Would I recommend it? No. Unless you know for sure you’re after the lowest actuation force in keys. And that could be the case if you have an injury that makes it hurt to press the default (and so stupid) keys. As for me, I want to avoid injuries and fatigue (from using way too old, ancient switches and keys continued just for profits). That’s why I use it.

It is a joy to use even if tricky (you can’t touch this🎵) and a relief, less tiring when repeatedly. It was way to many times of me pressing the freaking mouse wheel (instead of an extra button) or even tedious scrolling. Instead I got a touch-key (for middle mouse), same like all other 6 now. Also keys to touch and hold, when I want to scroll mouse, not turn wheel repeatedly like a knob or something. I can even touch the Left button on mouse nearby with my smallest finger if needed. Lastly the “lift off” button on side is honestly like a must for each mouse. I just need to move it closer for thumb.

The mouse weighs about 48 gram now, less than my previous half of old Logitech G5 which was 62 gram (after cutting off, visible on right of picture here), so it’s also better for me.
I have plans for G5 to also rework it same way. I already removed lots and checked that 25 gram is the minimum working stuff, that’d need my keys and other stuff.
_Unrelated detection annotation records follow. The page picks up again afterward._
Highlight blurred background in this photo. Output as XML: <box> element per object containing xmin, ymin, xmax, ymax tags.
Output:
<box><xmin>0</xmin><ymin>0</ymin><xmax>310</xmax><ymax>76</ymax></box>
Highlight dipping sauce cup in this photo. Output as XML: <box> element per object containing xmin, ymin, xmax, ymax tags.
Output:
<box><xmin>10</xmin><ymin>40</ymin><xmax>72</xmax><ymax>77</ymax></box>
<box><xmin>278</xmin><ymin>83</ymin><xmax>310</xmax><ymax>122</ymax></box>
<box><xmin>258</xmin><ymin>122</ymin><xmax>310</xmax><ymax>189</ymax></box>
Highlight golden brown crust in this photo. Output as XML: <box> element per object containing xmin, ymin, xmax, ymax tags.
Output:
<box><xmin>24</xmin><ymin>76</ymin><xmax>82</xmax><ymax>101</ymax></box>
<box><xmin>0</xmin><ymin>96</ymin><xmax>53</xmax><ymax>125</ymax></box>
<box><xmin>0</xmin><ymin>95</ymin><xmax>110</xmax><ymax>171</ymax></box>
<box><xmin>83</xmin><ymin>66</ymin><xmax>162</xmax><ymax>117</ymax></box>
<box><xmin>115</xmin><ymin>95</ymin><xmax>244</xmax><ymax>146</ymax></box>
There is also one thing I didn’t do: making it more ergonomic, e.g. having tilted keys at some angle. Well that’s for future project or update.

DIY

Lastly, and obviously this thing ain’t pretty. Was never a goal for me.
It rather screams DIY. And it’s IMHO the only solution, not anything commercial. With DIY I got parts reused, I can fix, adjust or modify it later, etc. I set the budget (or price).
It gives freedom and low cost. It promotes learning, not addiction to buying (consumerism).
And most importantly for me: it makes it possible to have stuff that isn’t commercially available, and probably won’t. Crucial everyday useful things and software.
I recently found this channel (mainly DIY RC toys) very inspiring and enlightening. There are plenty of DIY projects now e.g. on hackaday.

The project doesn’t require 3D printing or company making PCBs. Surely it could.
But for me a 3D printer seems nowadays like a too popular, way too expensive tool, or toy even. And so many projects (e.g. here) just looking like a commercial for 3D printing. But yeah other times like a quick way of sharing your design with others.

I did PCBs just with my small drill, used with a dremel diamond cutting disc. I use it for cutting PCBs and for removing/trimming copper.
This way was cheapest, I didn’t need to pay any company, and I had all stuff already at home. Of course if I had to do 3 or more mice like this, I’d go the alternative way.